File metadata and controls

93 lines (67 loc) · 2.93 KB

regex

ext_match

int ext_match(char *text, const char *re, void(*p_match)(int number, char *pos,int len), int(*p_match_char)(int number, char *match_char), regex_match *st_match)

match

int match(char *text, const char *re, text_match *st_match)

text matching engine

 little bit simpler version than match_ext.
 Consciusly named 'text matching', since the inherent logic
 is quite different to a regular expression machine.

 The engine matches nongreedy straight from left to right,
 so backtracking is minimized.
 It is a compromise between performance, size
 and capabilities.


 matches:

 * for every count of any char (nongreedy(!))
 + for 1 or more chars
 % for 1 or more chars, and fills in arg 3 (text_match)
 ? for 1 char
 @ matches the beginning of the text or endofline (\n)
   -> beginning of a line
 # for space, endofline, \t, \n, \f, \r, \v  or end of text (0)
 $ match end of text
 backslash: escape *,?,%,!,+,#,$ and backslash itself.
 ! : invert the matching of the next character or character class

 [xyz]: character classes, here x,y or z
   the characters are matched literally, also \,*,?,+,..
   it is not possible to match the closing bracket (])
   within a character class


 % : matches like a '+', and fills in argument 3,
 the text_match struct, when the pointer is non null.
 The matching is 'nongreedy'.


 returns: 1 on match, 0 on no match
 ( RE_MATCH / RE_NOMATCH )

 if the pointer (argument 3) st_match is nonnull,
 the supplied struct text_match will be set to the first matching '%' location;
 if there is no match, text_match.len will be set to 0.

 The struct is defined as:
 typedef struct _text_match { char* pos; int len; } text_match;

 examples:
 "*word*"  matches "words are true" or "true words are rare"
 "word*"   matches "words are true" and not "true words are rare"
 "word"    matches none of the above two texts (!)
 "*words%" extracts with % " are true" and " are rare"
           into text_match

 "Some\ntext\nwith\nlinebreaks\n\n"
 "*@%#*" matches with % "Some"
 "*@line%#*" matches % = "breaks"
 "*text\n%"  % = "with linebreaks\n\n"


 (memo) When the regex ist defined within C/cpp source code,
 a backslash has to be defined as double backslash.

 (note) - be careful when negating a following *, or ?.
  somehow - it is logical, but seems to me I overshoot a bit,
  and tapped into a logical paradox.
  Negating EVERYTHING translates to true.
  However, since truth is negated as,... well, there's a problem.

  (I'm not kidding here.
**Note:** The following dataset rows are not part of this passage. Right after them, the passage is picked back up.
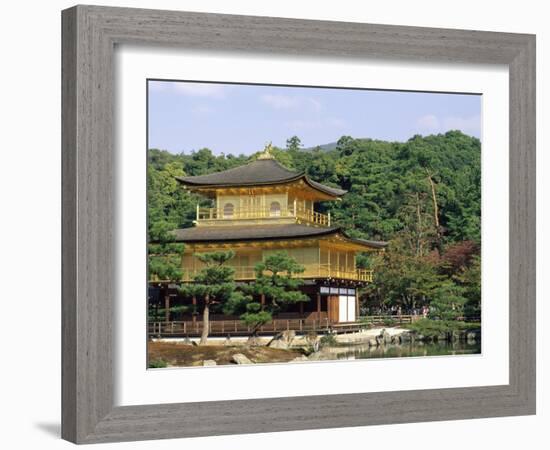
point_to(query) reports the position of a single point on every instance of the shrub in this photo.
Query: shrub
(328, 340)
(157, 364)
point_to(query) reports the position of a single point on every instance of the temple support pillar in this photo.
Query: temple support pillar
(167, 308)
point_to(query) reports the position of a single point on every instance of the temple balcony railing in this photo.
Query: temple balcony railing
(311, 271)
(218, 216)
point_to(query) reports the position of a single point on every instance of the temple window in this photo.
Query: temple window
(228, 209)
(275, 209)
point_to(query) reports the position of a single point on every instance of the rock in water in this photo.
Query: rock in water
(239, 358)
(283, 340)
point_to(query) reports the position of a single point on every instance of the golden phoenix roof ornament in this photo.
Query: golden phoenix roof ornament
(266, 154)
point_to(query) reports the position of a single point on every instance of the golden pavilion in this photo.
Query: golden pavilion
(261, 208)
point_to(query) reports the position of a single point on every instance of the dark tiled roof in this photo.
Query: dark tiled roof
(255, 173)
(375, 244)
(261, 232)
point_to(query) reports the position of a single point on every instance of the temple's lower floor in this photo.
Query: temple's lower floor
(330, 301)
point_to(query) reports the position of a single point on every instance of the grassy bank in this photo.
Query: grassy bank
(166, 354)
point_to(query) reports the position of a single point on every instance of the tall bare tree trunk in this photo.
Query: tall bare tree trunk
(205, 320)
(419, 232)
(436, 210)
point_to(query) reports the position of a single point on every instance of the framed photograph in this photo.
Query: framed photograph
(273, 216)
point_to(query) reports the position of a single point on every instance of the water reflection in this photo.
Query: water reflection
(403, 350)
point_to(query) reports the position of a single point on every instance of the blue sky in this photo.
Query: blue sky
(187, 116)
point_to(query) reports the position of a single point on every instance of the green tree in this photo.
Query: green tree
(214, 284)
(276, 283)
(293, 144)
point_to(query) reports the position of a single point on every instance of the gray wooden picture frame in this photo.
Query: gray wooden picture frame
(89, 35)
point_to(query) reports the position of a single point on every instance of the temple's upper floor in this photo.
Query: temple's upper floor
(261, 192)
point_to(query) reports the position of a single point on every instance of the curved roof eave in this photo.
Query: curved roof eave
(328, 190)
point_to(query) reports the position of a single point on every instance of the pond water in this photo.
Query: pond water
(405, 350)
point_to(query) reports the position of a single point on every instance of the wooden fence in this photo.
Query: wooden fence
(237, 327)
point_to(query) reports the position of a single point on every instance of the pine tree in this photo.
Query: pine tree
(276, 284)
(214, 284)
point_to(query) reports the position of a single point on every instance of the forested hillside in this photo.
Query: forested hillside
(423, 196)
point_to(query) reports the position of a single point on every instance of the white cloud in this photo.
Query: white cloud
(202, 110)
(315, 104)
(432, 123)
(336, 122)
(200, 89)
(308, 124)
(466, 124)
(280, 101)
(428, 122)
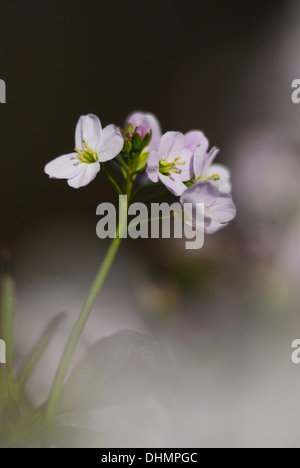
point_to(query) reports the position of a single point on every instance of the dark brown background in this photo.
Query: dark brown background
(181, 60)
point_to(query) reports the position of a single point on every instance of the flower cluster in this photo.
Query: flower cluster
(181, 162)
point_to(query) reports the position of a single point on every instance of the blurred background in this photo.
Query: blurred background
(211, 363)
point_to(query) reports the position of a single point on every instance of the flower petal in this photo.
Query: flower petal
(224, 184)
(212, 227)
(220, 208)
(87, 174)
(110, 144)
(64, 167)
(173, 183)
(209, 158)
(194, 139)
(139, 118)
(202, 192)
(186, 171)
(89, 128)
(153, 166)
(171, 145)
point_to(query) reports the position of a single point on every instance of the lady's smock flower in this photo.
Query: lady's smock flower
(205, 170)
(94, 145)
(171, 164)
(219, 208)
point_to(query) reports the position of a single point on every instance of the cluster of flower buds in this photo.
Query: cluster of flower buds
(181, 162)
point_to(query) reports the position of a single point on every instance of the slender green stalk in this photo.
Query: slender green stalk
(144, 187)
(7, 308)
(38, 350)
(112, 180)
(77, 331)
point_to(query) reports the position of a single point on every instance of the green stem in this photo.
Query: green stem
(144, 187)
(112, 180)
(7, 308)
(77, 331)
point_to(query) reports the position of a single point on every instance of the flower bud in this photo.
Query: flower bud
(141, 137)
(127, 145)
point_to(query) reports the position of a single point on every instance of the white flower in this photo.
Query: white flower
(171, 164)
(219, 208)
(94, 145)
(205, 170)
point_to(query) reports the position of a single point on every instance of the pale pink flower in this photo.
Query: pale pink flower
(94, 145)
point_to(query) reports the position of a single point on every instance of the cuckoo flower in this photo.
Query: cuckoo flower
(171, 163)
(219, 208)
(94, 145)
(205, 170)
(143, 123)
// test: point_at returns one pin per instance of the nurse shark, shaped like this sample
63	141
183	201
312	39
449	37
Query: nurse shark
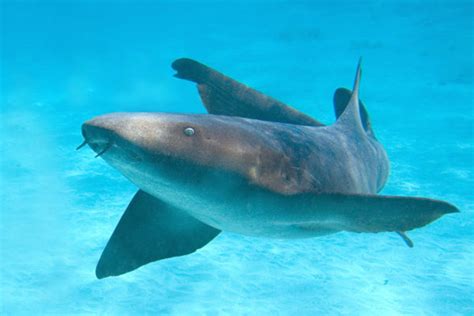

Just don't do a regex with !* or !?.,
  or you might experience the meaning of full featured.
  Maybe I should say, it's not allowed?)

  A "!+" will translate into nongreedy matching of any char, however;
  "%!+" will match with % everything but the last char;
  while "%+" matches with % only the first char.
  !+ basically sets the greedyness of the left * or % higher.